Le second a recours à la comédie
de moeurs et part du principe
qu’on peut en dire plus sur le pays,
en faisant semblant de se désintéresser
du passé : qui dans ce pays
n’a pas été amnésique ou inconscient
pendant vingt ans ? Qui ne
sait pas que « l’honnête commerce
» tenu par sa « soeur » n’est
qu’un authentique bordel ?
Seul Kiltro de Ernesto Díaz
Espinoza s’affiche clairement
comme un film de genre (hommage
appuyé aux productions de la
Shaw Brothers) et réalise un rêve
d’adolescent cinéphile en filmant
un champion d’arts martiaux,
désormais entré au firmament de
ce cinéma-là. Dans la lignée
(modestement) de maître Quentin
Tarantino.
Et vint l’année 2005, le tournant
dans le renouveau, ou la renaissance
du cinéma chilien. Une
année qui vit surgir une série de
jeunes auteurs et d’oeuvres affirmant
de fait qu’une page était
tournée. Certains ont parlé ou
annoncé trop tôt la naissance
d’une nouvelle vague chilienne,
d’un nouveau cinéma chilien.
Propos d’autant plus malheureux
que l’expression avait déjà été
employée pour qualifier le cinéma
chilien dans les années
soixante-dix (avec des cinéastes
comme Miguel Littin, Helvio
Sotto, Patricio Guzmán et bien
sûr Raúl Ruiz... pour n’en citer que quelques-uns). Propos qui jetterait
aux orties le travail plus
que méritoire des cinéastes ayant
créé sous la dictature – malgré
tout – de Gonzalo Justiniano à
Andrés Racz, de Tatiana Gaviola à
Pablo Perelman en passant par
Andrés Wood ou Silvio Caïozzi.
Mais, c’est un fait qu’une nouvelle
génération de cinéastes a surgi.
De vrais auteurs (pas encore ou
pas toujours très populaires dans
leur pays mais ça viendra) expérimentant
dans la forme comme
dans les sujets traités une autre
approche du cinéma. Matias Bizé
avec En la cama propose une
radiographie intime de la sexualité...
dans un lieu clos. Il en va de
même pour Sebastián Lelio qui
dans la Sagrada familia enferme
ses personnages dans une villa
(au bord de la mer) et pose avec
précision, le temps de l’action
d’un psychodrame austère.
Alicia Scherson avec Play nous
laisse croire que le voyeurisme
n’est qu’une forme supplémentaire
de la solitude et de la misère
affective ; lot commun aux habitants
des grandes cités.
Ces trois films – et il en est
d’autres comme Parentesis à ne
pas oublier – expriment l’une des
tendances de demain (d’avenir ?)
du cinéma chilien.
Une chose est sûre, le Chili
semble s’être doté des outils
d’une vraie renaissance de son
cinéma.

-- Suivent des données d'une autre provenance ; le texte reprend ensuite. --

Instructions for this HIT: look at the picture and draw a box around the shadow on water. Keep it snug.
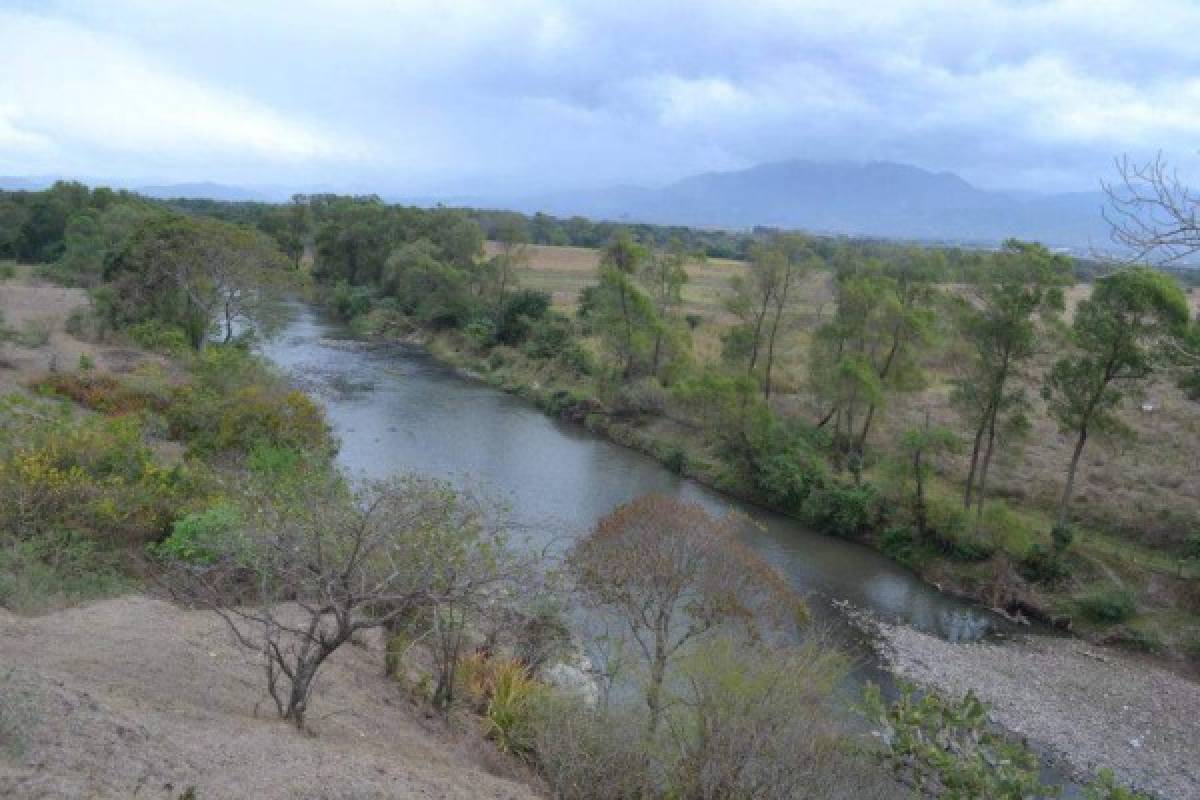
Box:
[255,305,1080,786]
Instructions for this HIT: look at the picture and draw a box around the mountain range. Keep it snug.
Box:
[496,161,1108,251]
[0,160,1109,253]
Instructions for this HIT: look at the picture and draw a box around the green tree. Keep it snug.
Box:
[952,240,1070,527]
[1043,267,1188,528]
[593,229,658,379]
[642,237,703,375]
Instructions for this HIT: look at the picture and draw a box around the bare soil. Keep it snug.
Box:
[876,622,1200,800]
[0,596,538,800]
[0,267,166,395]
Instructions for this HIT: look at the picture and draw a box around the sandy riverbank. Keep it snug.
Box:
[872,622,1200,800]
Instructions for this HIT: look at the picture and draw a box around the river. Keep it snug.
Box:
[263,299,1004,655]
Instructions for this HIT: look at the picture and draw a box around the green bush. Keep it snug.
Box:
[1075,587,1138,625]
[1018,545,1070,585]
[126,319,191,355]
[329,282,371,321]
[802,483,881,539]
[152,504,241,565]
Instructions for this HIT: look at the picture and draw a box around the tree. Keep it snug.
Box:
[1104,154,1200,264]
[166,470,515,728]
[900,411,959,539]
[1043,267,1188,528]
[952,240,1070,527]
[762,234,816,401]
[491,215,529,314]
[642,237,703,375]
[568,494,806,735]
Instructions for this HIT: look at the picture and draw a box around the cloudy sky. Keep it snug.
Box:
[0,0,1200,194]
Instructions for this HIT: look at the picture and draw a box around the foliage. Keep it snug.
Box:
[1075,587,1138,625]
[863,684,1061,800]
[154,504,241,566]
[800,483,882,539]
[0,530,132,613]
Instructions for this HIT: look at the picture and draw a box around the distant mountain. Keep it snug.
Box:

Grâce à la diversité de
ces genres et expressions cinématographiques.
Pouvoir aligner, en
un panorama de quatre ans, cette
diversité de regards et de genre
est, si ce n’est le gage d’une réussite
assurée, au moins fort cohérent
en termes de production. De
la Sagrada familia à Kiltro, le
cinéma chilien ne fait pas le
grand écart, il existe tout simplement.
Signe des temps, près de
trente longs métrages sont en
cours de production, au Chili, en
2007.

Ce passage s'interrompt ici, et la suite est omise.